Stopping Healthcare Fraud in Its Tracks

May 06, 2019

It is no secret that rising healthcare costs are a widespread concern across the country. The Centers for Medicare and Medicaid Services (CMS) estimate that national health spending reached $3.5 trillion in 2017, accounting for 17.9 percent of GDP. By 2026, it is projected to reach $5.7 trillion, accounting for 19.7 percent of GDP, or one fifth of the entire economy. This projected growth is largely attributed to the expected shift from private insurance to Medicare due to the aging population and increases in prices for medical goods and services. Some factors that are undoubtedly contributing to the rise in healthcare costs are fraud and abuse. An estimated 10 percent of healthcare spending, or $350 billion in 2017, is wasted due to fraud and abuse. The massive scale of this problem should make it a priority for health systems and government agencies who oversee this sector. Using analytics to process the enormous amounts of available data to find fraud and abuse can have a huge impact by reducing costs and improving care.

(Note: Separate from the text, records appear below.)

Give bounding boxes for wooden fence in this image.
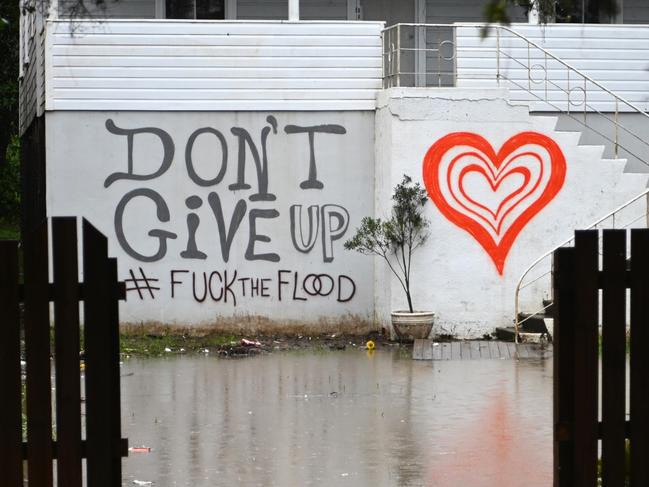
[554,229,649,487]
[0,218,128,487]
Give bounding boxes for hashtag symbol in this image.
[124,267,160,299]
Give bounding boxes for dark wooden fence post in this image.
[0,218,128,487]
[572,230,599,486]
[83,220,122,487]
[601,230,626,487]
[52,218,82,487]
[23,220,53,487]
[553,248,575,487]
[553,229,649,487]
[630,230,649,487]
[0,241,23,487]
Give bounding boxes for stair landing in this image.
[412,339,552,360]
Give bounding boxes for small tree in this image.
[345,174,428,313]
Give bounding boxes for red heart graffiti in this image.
[423,132,566,275]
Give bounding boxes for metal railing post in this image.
[397,24,401,86]
[614,98,620,159]
[496,26,500,86]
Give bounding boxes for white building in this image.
[21,0,649,336]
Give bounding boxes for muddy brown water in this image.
[122,349,552,487]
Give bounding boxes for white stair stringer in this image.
[517,109,649,340]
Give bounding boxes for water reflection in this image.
[122,350,552,487]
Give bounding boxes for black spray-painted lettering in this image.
[284,125,347,189]
[290,205,320,254]
[246,210,279,262]
[104,118,175,188]
[185,127,228,187]
[124,267,160,299]
[169,269,189,298]
[115,188,177,262]
[336,274,356,303]
[228,115,277,201]
[207,192,246,262]
[104,119,360,270]
[162,268,356,306]
[322,205,349,262]
[180,195,207,260]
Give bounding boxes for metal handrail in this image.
[514,189,649,339]
[381,22,649,118]
[381,23,649,342]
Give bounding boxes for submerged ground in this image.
[122,346,552,487]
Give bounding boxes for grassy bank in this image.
[120,330,240,356]
[0,220,20,240]
[120,328,385,357]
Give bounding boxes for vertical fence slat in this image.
[0,241,23,487]
[83,220,121,487]
[107,259,122,480]
[52,218,82,487]
[24,220,53,487]
[630,229,649,487]
[573,230,599,486]
[602,230,626,487]
[553,248,575,487]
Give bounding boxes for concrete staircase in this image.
[506,115,649,343]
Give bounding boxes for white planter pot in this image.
[392,311,435,342]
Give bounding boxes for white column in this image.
[288,0,300,21]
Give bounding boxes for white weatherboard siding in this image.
[456,24,649,112]
[46,20,383,111]
[19,8,45,134]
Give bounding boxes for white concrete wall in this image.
[375,88,647,336]
[46,112,374,331]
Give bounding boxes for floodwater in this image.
[122,349,552,487]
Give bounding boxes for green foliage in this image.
[0,136,20,224]
[345,174,428,313]
[483,0,618,25]
[0,1,20,169]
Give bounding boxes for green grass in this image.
[0,220,20,240]
[120,331,239,356]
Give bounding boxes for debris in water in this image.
[128,446,151,453]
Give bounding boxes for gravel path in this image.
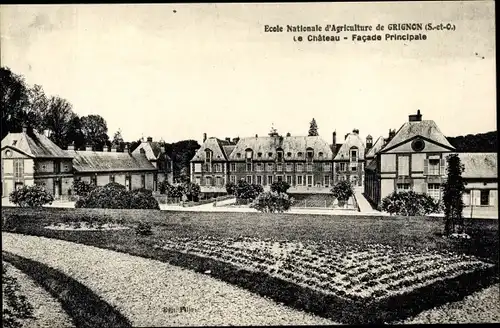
[2,232,336,326]
[4,262,74,328]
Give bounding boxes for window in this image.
[481,190,490,206]
[396,183,410,192]
[427,183,441,200]
[349,149,358,162]
[397,155,410,177]
[427,159,439,175]
[14,159,24,178]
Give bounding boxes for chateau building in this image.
[132,137,173,184]
[191,130,333,193]
[364,111,498,210]
[2,128,73,197]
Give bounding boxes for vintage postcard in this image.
[0,1,500,327]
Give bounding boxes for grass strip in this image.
[2,251,132,328]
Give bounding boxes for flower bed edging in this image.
[150,249,498,324]
[2,252,132,328]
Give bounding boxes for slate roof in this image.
[365,136,384,158]
[228,136,333,160]
[132,141,170,161]
[66,150,156,172]
[384,120,455,150]
[335,133,365,160]
[191,137,229,161]
[458,153,498,178]
[2,131,71,158]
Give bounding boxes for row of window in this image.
[196,175,331,187]
[194,163,332,173]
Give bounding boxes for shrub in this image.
[331,180,354,205]
[271,181,290,193]
[2,263,34,328]
[73,180,96,196]
[129,189,160,210]
[9,185,54,207]
[75,182,160,209]
[135,222,153,236]
[382,190,439,216]
[250,191,293,213]
[226,181,236,195]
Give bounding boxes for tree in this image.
[0,67,33,139]
[43,97,76,148]
[250,191,293,213]
[81,115,109,149]
[443,154,465,235]
[111,129,123,147]
[9,185,54,207]
[271,181,290,193]
[331,180,354,206]
[308,118,319,137]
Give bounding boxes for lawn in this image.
[2,208,498,323]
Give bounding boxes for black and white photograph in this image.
[0,0,500,328]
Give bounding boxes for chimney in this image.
[366,135,373,149]
[408,109,422,122]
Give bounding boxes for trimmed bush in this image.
[250,191,293,213]
[73,180,96,196]
[331,180,354,206]
[382,190,440,216]
[271,181,290,193]
[9,185,54,207]
[75,182,160,209]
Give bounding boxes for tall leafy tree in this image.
[308,118,319,137]
[43,97,76,148]
[0,67,33,139]
[80,115,109,149]
[443,154,465,235]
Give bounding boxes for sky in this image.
[0,1,496,142]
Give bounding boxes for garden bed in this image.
[156,238,498,324]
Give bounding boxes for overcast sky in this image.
[0,1,496,142]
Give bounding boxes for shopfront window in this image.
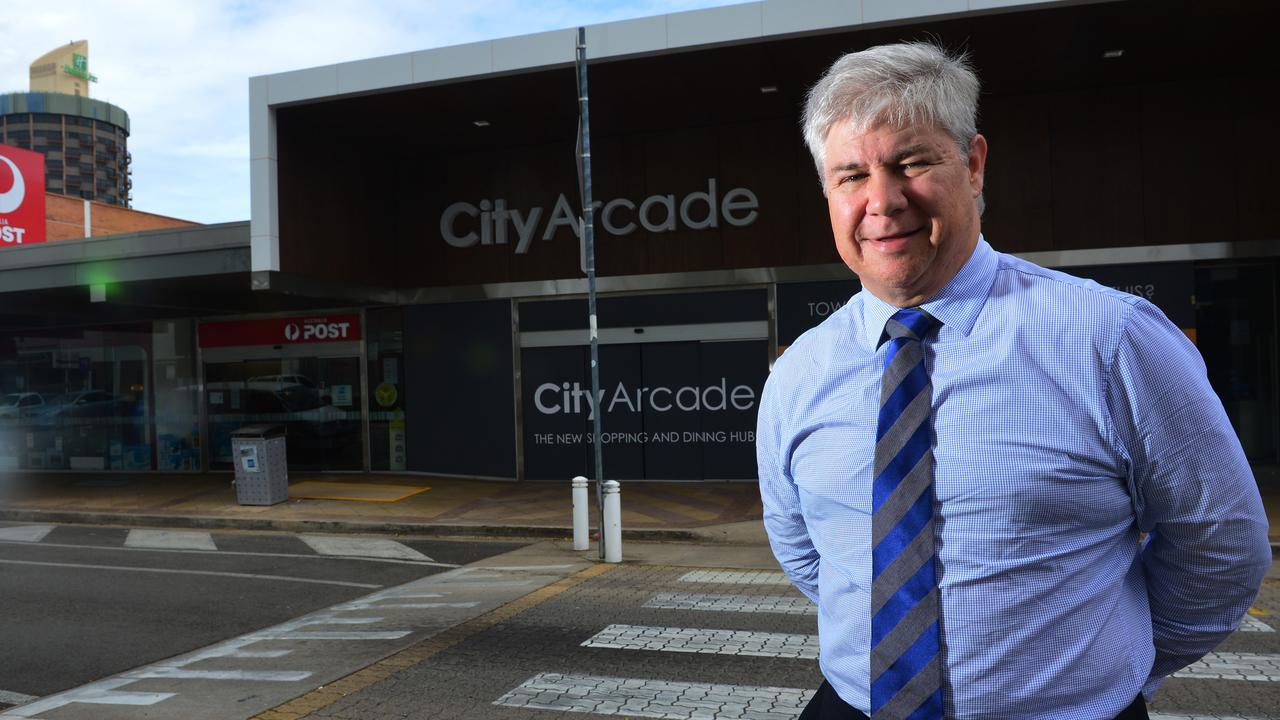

The spectrum of fraud and abuse in healthcare can range from unintentional mistakes in coding and billing, to wasteful diagnostic tests or procedures, to outright falsification of medical records and claims that result in improper payments. These behaviors either directly or indirectly result in unnecessary costs to payers and patients. Some examples of common abusive or fraudulent behaviors include:

  • Billing for medically unnecessary services, including misrepresenting non-covered treatments as medically necessary or falsifying a diagnosis to justify unnecessary services
  • Billing for services not rendered
  • Upcoding (billing for more expensive services than were provided)
  • Unbundling (billing each step of a procedure as if it were a separate procedure)
  • Waiving patient copays/deductibles and overbilling insurance carriers
  • Billing patients for higher copays than required by benefit plans
  • Kickbacks for patient referrals
  • Medical identity theft

As organizations adopt electronic systems for medical records, claims, billing, and scheduling, more and more data become available. Using analytics to comb through this wealth of information, organizations can much more effectively detect fraud and abuse. Instead of auditors going through the time-consuming and inefficient process of reviewing thousands of claims, automated fraud detection methods using machine learning can extract useful information from large amounts of data by looking for inconsistencies, anomalies, and suspicious patterns. A smaller, focused subset of claims or information can be identified for further scrutiny by an organization, resulting in a much more efficient and cost-effective process.

Not only can analytics help detect fraud, but automated processes can be set up to stop fraudulent claims before payment. This would prevent what is commonly referred to as “pay and chase,” where claims are paid and then an attempt is made to recover the costs after fraud is identified. Experts estimate that only 10 to 20 percent of fraud and abuse is recovered after payments are made. Early detection and risk mitigation can be huge drivers in reducing costs from fraud and abuse by preventing money from walking out the door in the first place.

Healthcare fraud and abuse affects everyone. For consumers, it causes higher premiums and out-of-pocket costs, as well as reduced benefits or coverage. For employers, it increases the cost of providing health insurance benefits to employees. Government spending on healthcare, funded by taxpayers, will also continue to increase as a result. In addition to financial costs, patients who are victims of healthcare fraud or abuse are subject to unnecessary or unsafe medical procedures. Victims of identity theft can have compromised medical records or have stolen insurance information that is used to submit false claims. Analytics can be a powerful tool for organizations to combat healthcare fraud and abuse to identify and prevent fraudulent activity, reducing costs for everyone and improving the quality of care for patients.